Automatic for the People arrived a mere 18 months after Out of Time—a swift turnaround time for a sequel to a blockbuster album that still seemed ubiquitous well into 1992. But then the early 1990s were to R.E.M. what the late ‘60s were to the Beatles—a period where the band took a break from touring to immerse itself in the possibilities of the studio, breaking down traditional instrumental roles in the process. The star-lit lullaby “Nightswimming”—essentially a demo embellished by John Paul Jones’ wondrous string arrangements—features Stipe accompanied only by bassist Mike Mills on piano; “Everybody Hurts,” a song largely without traditional percussion, was crafted by drummer Bill Berry. Even as Stipe’s celebrity skyrocketed in the wake of “Losing My Religion” getting played nonstop on MTV, R.E.M. remained an intensely democratic unit, a quality that’s emphasized in the outtakes on this 25th-anniversary reissue. Many of them reveal that Stipe’s melodies and lyrics were often the final pieces of the puzzle to be set into place, as he hems and hums his way through otherwise structurally sound versions of “Find the River” (once known as “10K Minimal”) and “Ignoreland” (née “Howler Monkey”). They also reveal that the sessions for R.E.M.’s darkest album did yield moments of playful release, like the self-explanatory “Mike Pop’s Song” (which could’ve been the sunny flipside to Mills’ Out of Time standout “Texarkana”) and “Devil Rides Backwards” (a would-be companion to “Man on the Moon,” had Stipe ever finished writing its lyrics), not to mention an early draft of “Sweetness Follows” bearing the Gulf War-aftershocked title, “Cello Scud.”

But if the demos collection presents the fables of R.E.M.’s deconstruction, its concert-disc complement—capturing the only show they performed in support of Automatic for the People—is an essential document of their onstage chemistry. Recorded live at the 40 Watt Club mere days after Clinton’s victory, the band sounds eager to extend the celebratory mood by favoring Automatic’s more rousing songs (including a tough, hard-rockin’ twist on “Drive”), cool covers (the Troggs’ “Love Is All Around,” Iggy Pop’s “Funtime”), and beloved back-catalog standards (“Fall on Me,” “Radio Free Europe”). Top it off with choice stage banter about the indignities of using capos and humorous exchanges with Israelis, and you’ve got a pristine portrait of the original four-piece formation at its absolute prime, before the onset of middling reviews, health issues, and line-up changes. But if the 40 Watt Club set is a frozen-in-amber monument of peak-era R.E.M., it’s one that bears out the wearing effects of today’s political climate. At one point, Stipe informs the crowd that the show is being recorded for a Greenpeace benefit record—by a solar-powered mobile-truck studio. And in lieu of his normally deadpan speaking voice, you can hear an audible excitement over the prospect that America was on the brink of a major paradigm shift. Alas, that cautious optimism has curdled once again into despair a quarter-century later, when presidential elections are still being fought and won on coal-industry pandering and climate-change denial. The exchange provides a stark reminder of the chasm that exists between the world R.E.M. dreamed we’d inherit and the one we’re living in now.

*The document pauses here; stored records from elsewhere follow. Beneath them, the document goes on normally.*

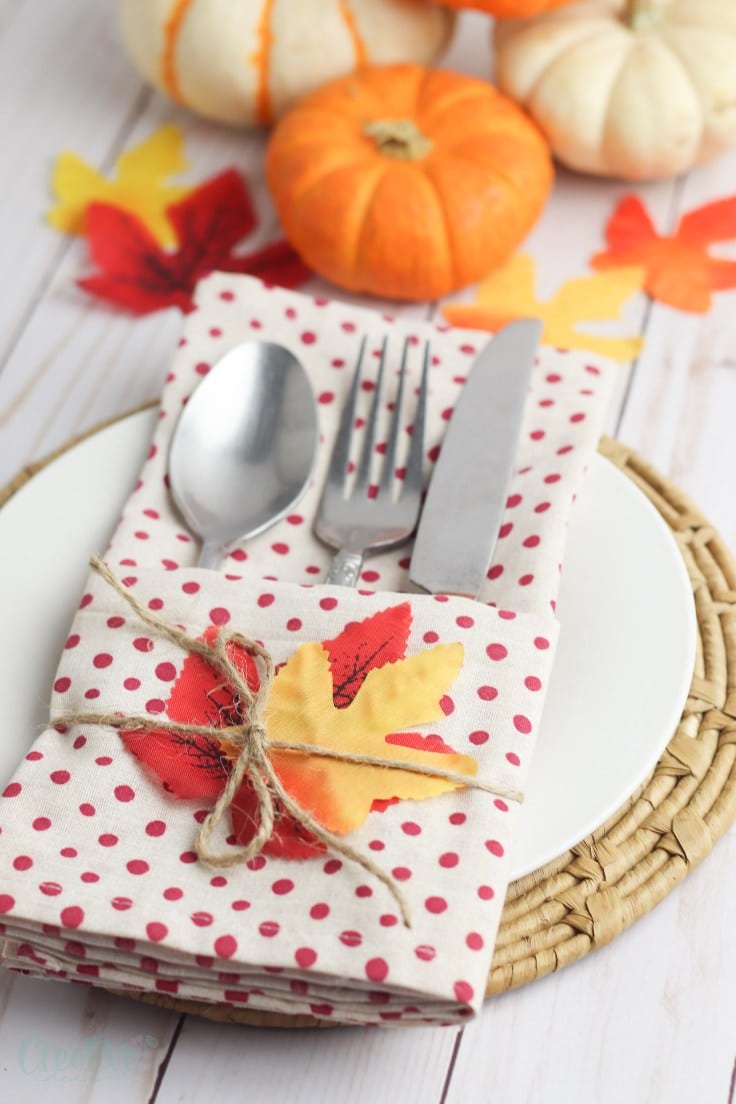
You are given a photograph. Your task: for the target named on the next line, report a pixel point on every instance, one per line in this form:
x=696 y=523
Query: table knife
x=468 y=490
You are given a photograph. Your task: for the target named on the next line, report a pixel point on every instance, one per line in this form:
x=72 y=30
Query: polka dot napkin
x=99 y=879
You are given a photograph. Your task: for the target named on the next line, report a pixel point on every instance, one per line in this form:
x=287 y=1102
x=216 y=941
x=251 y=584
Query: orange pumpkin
x=509 y=9
x=406 y=182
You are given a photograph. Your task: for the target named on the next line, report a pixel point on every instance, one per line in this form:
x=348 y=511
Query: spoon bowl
x=244 y=447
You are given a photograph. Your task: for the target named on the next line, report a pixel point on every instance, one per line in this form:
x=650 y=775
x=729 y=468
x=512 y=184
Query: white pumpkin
x=632 y=88
x=245 y=62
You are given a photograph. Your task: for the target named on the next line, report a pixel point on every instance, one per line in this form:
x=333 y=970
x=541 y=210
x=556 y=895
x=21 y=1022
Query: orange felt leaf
x=509 y=293
x=396 y=696
x=679 y=269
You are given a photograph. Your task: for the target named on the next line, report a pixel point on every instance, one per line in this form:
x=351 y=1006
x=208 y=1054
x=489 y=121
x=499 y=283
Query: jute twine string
x=253 y=744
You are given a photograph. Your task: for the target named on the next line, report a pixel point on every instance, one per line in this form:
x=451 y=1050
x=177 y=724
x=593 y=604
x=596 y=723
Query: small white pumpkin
x=632 y=88
x=245 y=62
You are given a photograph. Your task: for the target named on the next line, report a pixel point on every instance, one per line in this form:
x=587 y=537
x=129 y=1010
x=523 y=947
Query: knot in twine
x=251 y=740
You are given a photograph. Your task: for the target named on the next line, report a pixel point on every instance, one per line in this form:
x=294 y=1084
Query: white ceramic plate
x=620 y=678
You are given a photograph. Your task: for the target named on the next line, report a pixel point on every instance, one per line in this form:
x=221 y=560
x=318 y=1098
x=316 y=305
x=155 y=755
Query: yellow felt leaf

For a band once so omnipotent and omnipresent that they inspired parody songs and comedian rants, R.E.M. occupy a peculiar place in 2017. Even before their official split in 2011, they had long ceased to be the headline-generating juggernaut that their benevolent rivals in U2 clearly relished becoming, yet they haven’t retained the outsider cachet that their one-time peers in the Smiths and the Cure still hold, and their vintage T-shirts have yet to become staples of student attire. But if Automatic for the People is the ultimate emblem of a distant era when R.E.M. were the biggest, most important rock band in America, it’s an album that—in surveying a fraught political landscape, the fragility of our mental health, and the fate of our planet—still speaks emphatically to our current condition. It’s just that the dark clouds it saw creeping in on the horizon have since erupted into a violent storm.